Lan Qiren nodded. That was one of the unique features of Lanling Jin – the Cloud Recesses were nestled among the valleys between the mountains, while the Unclean Realm was built into the very side of their own mountains, both of them isolated from the nearest towns, and while the Lotus Pier was situated near a large trading town, both on the same river, it was not part of it. The only one that was remotely comparable to the urban nature of the Jin sect was the Nightless City, but even that was different: the Nightless City was a city, yes, but the entire place was under Wen Ruohan’s personal management as sect leader, with even the ordinary people belonging to the Wen sect in some way. Lanling City, in contrast, was full of ordinary people who might pay tax to Lanling Jin, but who were otherwise completely uninvolved with them: ordinary merchants, tradesmen, artisans, scholars…
It went without saying that if they simply ignored the existence of the city and attacked anyway, there would be tremendous loss of life. Ordinary people were no match for cultivators, and Lan Qiren couldn’t even imagine what they would do in the face of siege weaponry: large scale treasures with effects that stretched out well into the distance around them, formations that could bring down entire forests and shake mountains, and all of that not even bringing into consideration the sort of specialist arrays a master like Wen Ruohan could put together. It would be a disaster.

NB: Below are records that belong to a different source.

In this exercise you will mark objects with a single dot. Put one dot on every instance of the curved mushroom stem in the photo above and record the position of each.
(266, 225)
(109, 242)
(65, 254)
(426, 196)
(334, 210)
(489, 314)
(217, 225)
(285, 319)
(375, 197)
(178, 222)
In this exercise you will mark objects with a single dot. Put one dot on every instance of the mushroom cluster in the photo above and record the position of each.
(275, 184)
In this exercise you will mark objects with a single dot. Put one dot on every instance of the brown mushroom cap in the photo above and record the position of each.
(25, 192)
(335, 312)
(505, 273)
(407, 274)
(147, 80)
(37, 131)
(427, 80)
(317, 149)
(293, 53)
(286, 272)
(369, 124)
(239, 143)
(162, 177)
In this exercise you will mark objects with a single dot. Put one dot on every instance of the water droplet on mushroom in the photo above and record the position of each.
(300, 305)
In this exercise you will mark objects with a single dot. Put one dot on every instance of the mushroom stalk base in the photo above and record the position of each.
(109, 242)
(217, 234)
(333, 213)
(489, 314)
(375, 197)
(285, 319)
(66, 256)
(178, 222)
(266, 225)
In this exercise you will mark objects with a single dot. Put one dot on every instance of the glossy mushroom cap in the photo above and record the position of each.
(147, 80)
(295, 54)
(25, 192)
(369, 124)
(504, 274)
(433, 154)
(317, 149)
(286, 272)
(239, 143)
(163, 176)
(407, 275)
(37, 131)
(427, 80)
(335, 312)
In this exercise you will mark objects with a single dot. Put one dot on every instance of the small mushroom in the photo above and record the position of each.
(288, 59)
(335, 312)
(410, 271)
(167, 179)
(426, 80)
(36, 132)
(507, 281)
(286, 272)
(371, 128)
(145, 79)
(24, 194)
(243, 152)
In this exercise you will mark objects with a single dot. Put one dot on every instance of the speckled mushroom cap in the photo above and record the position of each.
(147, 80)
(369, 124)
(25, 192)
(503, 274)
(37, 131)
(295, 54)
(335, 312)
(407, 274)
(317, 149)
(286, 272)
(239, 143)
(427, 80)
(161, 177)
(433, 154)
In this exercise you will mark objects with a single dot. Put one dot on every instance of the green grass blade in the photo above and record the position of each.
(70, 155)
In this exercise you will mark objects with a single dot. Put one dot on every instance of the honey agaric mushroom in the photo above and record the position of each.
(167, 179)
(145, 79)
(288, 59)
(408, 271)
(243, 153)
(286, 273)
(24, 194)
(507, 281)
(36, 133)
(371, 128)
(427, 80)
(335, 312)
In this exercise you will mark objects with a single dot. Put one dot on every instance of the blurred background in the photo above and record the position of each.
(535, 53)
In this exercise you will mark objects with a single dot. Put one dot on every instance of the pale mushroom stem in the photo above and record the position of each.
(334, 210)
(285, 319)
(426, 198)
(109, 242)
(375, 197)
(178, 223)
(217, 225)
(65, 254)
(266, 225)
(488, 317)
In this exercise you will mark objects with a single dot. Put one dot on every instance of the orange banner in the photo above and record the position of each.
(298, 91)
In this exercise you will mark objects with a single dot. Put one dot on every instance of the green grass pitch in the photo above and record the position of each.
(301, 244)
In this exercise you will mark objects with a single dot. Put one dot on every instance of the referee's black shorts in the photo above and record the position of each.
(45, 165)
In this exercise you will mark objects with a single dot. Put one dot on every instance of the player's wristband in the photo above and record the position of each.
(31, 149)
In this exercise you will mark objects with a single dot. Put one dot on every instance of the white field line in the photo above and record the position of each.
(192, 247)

A disaster Wen Ruohan was currently trying to avoid.
(Lan Qiren did not flatter himself into thinking he was the only or even primary reason for that. Wen Ruohan was a canny politician, well aware of the importance of saving face in public – he would never go around blatantly slaughtering common people left and right, as that would risk drawing the ire of the entire cultivation world. Certainly he would not do so when it was easier to take precautions, and in so doing win admiration and praise for his restraint. But whatever the cause, it was nice to know that Lan Qiren’s lover was not, in fact, a bloodthirsty madman with no sense of conscience or self-control, as he sometimes treated himself in his worst moments.)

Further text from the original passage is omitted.